📂 Diseases
Leber congenital amaurosis 6 — Definition
Leber konjenital amaurosis tip 6 / Leber congenital amaurosis 6
Leber congenital amaurosis type 6 is a rare hereditary eye disease, characterized by a retinal degeneration similar to retinitis pigmentosa. Usually manifests itself with severe loss of vision or blindness in the first months of birth or life. The disease is caused by mutations in the RPGRIP1 gene and leads to agitating loss of photoreseptor cells. During the early period, nistagmus (non-lingual eye movements) and pupils are the findings that the response weakness is often seen.

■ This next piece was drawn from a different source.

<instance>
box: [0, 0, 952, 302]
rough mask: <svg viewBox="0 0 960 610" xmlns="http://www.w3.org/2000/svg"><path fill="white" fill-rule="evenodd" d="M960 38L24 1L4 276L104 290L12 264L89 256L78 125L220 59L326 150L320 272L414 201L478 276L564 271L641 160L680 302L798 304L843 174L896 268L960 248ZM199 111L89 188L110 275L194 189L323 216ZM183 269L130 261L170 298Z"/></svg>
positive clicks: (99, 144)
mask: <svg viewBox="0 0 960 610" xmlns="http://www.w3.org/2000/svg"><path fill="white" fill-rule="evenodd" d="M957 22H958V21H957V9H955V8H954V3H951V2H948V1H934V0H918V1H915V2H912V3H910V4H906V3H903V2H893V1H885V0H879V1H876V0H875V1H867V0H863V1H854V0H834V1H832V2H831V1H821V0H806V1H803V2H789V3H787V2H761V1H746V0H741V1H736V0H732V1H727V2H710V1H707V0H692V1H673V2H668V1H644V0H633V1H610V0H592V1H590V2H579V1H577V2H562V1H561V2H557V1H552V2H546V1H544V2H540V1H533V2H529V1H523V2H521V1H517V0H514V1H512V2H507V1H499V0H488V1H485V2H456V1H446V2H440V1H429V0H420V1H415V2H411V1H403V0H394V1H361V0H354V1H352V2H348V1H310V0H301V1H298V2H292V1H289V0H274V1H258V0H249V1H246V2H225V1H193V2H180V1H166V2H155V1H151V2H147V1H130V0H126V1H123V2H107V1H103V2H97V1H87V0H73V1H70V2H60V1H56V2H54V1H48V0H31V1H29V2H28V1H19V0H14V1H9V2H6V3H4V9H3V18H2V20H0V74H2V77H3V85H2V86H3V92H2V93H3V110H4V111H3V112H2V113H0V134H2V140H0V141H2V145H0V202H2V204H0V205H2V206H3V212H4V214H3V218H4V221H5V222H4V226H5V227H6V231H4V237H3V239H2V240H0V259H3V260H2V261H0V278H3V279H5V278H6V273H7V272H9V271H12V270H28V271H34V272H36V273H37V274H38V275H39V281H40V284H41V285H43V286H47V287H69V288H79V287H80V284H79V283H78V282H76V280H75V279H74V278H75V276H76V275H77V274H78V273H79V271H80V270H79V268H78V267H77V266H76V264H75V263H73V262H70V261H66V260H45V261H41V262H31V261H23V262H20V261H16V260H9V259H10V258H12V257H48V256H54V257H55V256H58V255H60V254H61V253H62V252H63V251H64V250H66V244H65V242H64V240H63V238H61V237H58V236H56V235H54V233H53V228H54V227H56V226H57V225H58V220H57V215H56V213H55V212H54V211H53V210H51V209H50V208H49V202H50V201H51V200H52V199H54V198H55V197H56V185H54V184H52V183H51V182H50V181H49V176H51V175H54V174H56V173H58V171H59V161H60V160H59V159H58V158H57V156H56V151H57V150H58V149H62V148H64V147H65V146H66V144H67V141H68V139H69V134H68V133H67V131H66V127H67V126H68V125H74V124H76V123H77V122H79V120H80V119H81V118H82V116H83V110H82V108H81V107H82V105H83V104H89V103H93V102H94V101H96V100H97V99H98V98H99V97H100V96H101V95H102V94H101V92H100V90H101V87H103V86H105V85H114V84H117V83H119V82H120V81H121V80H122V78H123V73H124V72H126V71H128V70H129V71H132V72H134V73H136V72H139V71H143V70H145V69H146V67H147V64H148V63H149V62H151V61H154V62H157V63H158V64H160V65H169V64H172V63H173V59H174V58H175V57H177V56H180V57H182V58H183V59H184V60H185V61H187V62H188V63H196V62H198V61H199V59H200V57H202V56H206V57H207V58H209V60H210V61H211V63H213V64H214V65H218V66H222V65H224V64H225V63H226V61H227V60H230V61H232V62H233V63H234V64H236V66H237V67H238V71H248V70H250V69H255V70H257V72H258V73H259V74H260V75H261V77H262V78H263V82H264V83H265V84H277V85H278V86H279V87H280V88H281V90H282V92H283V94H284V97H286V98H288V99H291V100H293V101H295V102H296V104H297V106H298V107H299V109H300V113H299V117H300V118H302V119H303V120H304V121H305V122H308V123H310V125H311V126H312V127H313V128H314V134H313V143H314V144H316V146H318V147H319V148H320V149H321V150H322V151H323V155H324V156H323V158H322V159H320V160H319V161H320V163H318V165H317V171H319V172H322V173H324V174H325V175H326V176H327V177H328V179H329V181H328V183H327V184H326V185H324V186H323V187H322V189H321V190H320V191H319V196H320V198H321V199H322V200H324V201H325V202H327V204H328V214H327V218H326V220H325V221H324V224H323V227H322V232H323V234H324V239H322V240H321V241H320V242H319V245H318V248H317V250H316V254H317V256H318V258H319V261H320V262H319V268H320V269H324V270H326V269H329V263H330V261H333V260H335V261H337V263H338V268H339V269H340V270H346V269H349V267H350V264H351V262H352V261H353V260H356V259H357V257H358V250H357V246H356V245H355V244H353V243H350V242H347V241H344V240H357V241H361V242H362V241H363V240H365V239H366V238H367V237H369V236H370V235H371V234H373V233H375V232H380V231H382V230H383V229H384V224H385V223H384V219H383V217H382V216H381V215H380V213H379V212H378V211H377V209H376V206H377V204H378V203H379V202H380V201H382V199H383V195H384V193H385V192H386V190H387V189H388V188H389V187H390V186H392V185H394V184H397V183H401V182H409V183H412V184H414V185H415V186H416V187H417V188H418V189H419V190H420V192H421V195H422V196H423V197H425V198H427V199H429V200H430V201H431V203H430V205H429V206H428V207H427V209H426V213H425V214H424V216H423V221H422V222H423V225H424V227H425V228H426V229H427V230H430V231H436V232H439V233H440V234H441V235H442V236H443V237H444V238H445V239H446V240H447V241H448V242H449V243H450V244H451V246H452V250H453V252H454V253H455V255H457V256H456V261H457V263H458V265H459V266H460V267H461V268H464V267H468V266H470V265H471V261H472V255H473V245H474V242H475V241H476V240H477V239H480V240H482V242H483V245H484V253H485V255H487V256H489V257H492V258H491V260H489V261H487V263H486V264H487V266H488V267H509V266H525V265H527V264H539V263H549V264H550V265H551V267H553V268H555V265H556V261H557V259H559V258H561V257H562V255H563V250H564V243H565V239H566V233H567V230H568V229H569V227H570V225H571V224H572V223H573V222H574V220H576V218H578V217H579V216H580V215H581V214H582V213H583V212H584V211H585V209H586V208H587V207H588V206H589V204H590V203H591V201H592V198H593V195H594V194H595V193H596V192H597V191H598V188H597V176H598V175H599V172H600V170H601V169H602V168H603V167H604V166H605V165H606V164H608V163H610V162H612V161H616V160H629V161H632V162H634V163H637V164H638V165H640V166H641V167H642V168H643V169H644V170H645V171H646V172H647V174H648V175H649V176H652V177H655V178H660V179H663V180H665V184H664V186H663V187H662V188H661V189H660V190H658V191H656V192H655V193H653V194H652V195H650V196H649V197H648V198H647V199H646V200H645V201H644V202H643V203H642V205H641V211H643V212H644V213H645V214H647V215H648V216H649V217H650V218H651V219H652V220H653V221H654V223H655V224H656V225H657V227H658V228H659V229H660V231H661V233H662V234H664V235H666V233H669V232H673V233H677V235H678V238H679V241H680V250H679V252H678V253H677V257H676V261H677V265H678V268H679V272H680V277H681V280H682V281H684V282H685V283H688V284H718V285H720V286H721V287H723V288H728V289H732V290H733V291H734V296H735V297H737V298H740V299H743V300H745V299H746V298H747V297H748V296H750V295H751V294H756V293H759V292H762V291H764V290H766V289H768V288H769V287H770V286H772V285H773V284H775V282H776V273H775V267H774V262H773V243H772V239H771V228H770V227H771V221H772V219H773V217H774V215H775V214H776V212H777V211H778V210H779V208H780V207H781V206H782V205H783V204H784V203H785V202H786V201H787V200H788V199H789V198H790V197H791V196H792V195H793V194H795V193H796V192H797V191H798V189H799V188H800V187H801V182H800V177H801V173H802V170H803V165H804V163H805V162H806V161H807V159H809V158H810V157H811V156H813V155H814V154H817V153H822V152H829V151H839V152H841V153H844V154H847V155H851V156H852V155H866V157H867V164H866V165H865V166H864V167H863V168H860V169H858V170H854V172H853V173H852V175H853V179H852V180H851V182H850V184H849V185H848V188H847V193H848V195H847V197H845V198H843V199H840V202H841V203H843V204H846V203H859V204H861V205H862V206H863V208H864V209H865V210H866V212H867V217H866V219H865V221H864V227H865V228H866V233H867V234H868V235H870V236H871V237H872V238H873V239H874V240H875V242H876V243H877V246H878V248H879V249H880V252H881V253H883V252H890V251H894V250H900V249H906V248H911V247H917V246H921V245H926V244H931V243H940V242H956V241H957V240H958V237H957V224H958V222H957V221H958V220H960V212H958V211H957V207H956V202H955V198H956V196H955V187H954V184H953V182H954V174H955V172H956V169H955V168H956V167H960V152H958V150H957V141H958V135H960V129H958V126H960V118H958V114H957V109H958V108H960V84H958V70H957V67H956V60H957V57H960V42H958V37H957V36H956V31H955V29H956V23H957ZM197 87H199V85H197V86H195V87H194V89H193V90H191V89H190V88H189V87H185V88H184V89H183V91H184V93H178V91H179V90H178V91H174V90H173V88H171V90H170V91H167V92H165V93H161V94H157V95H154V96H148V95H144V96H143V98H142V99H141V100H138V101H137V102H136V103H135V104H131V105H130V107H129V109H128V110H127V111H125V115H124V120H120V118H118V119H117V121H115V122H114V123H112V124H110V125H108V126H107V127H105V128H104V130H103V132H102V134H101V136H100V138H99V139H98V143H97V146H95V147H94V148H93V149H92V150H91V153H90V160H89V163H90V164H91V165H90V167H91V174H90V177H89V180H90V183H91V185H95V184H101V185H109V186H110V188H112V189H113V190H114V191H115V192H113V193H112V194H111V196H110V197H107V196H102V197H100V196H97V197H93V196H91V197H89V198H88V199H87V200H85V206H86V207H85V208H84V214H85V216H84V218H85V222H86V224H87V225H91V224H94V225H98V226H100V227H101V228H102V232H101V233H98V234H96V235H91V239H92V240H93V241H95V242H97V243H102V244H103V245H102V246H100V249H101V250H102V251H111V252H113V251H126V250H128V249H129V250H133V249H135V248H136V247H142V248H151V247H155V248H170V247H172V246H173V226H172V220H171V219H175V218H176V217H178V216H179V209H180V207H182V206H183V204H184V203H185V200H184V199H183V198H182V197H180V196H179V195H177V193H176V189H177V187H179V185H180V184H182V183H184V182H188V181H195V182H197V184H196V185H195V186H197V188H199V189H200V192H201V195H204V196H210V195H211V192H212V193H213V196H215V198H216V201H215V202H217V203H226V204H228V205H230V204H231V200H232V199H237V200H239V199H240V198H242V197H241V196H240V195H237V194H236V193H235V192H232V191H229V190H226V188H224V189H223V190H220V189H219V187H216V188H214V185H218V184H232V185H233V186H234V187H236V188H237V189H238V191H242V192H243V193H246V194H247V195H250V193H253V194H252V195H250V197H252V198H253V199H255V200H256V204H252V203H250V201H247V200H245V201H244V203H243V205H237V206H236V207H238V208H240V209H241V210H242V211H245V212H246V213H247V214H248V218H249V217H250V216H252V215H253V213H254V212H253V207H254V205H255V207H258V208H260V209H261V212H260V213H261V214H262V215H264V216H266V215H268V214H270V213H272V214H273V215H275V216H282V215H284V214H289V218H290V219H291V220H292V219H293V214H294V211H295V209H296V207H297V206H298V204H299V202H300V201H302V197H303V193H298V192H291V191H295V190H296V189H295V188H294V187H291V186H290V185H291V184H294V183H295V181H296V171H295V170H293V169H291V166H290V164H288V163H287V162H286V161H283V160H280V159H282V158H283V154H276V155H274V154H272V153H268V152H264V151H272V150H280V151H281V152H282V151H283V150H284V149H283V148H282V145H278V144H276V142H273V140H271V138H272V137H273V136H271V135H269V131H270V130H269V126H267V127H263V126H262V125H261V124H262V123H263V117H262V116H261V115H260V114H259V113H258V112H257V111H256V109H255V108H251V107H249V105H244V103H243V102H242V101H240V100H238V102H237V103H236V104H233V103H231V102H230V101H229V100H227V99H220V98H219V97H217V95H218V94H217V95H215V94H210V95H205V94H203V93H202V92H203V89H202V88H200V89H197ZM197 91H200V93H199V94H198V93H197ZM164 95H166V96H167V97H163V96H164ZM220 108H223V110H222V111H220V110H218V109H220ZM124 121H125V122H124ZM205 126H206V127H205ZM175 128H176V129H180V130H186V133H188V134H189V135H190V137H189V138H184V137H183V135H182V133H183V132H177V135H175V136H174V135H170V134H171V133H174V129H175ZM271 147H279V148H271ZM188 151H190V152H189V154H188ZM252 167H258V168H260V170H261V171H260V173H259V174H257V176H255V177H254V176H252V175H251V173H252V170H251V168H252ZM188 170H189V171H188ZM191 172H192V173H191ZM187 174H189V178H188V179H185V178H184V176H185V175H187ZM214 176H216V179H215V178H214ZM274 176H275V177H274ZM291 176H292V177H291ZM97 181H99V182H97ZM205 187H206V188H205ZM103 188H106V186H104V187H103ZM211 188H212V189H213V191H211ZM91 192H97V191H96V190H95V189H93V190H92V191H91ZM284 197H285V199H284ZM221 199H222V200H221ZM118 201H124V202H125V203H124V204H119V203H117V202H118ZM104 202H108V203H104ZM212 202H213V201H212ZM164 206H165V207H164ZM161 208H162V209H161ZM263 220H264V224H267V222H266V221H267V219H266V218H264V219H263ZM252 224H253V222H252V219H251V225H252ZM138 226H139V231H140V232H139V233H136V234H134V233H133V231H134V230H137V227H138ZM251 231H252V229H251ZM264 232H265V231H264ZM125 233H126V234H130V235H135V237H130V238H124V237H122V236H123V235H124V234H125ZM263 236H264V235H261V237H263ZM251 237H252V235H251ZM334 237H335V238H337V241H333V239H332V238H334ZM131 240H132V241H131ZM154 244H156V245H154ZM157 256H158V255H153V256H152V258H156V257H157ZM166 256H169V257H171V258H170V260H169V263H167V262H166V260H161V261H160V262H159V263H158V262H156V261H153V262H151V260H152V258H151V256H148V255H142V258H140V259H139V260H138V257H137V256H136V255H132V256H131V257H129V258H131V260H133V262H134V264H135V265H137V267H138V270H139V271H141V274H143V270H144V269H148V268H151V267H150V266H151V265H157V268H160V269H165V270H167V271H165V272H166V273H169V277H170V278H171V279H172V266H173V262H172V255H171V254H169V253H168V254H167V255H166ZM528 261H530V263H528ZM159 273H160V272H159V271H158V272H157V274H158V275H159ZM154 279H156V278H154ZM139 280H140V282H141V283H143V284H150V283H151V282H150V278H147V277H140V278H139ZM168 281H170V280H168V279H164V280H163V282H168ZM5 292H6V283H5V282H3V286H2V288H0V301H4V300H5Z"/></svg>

Frequently Asked Questions
❓ What is Leber konjenital amaurosis tip 6?
Leber konjenital amaurosis tip 6; leber congenital amaurosis type 6 is a rare hereditary eye disease, characterized by a retinal degeneration similar to retinitis pigmentosa. Usually manifests itself with severe loss of vision or blindness in the first months of birth or life. The disease is caused by mutations in the RPGRIP1 gene and leads to agitating loss of photoreseptor cells. During the early period, nistagmus (non-lingual eye movements) and pupils are the findings that the response weakness is often seen.
❓ What is Leber congenital amaurosis 6 in Turkish?
The Turkish equivalent of "Leber congenital amaurosis 6" is Leber konjenital amaurosis tip 6.
❓ Which medical field is Leber konjenital amaurosis tip 6 related to?
This term belongs to the Diseases category.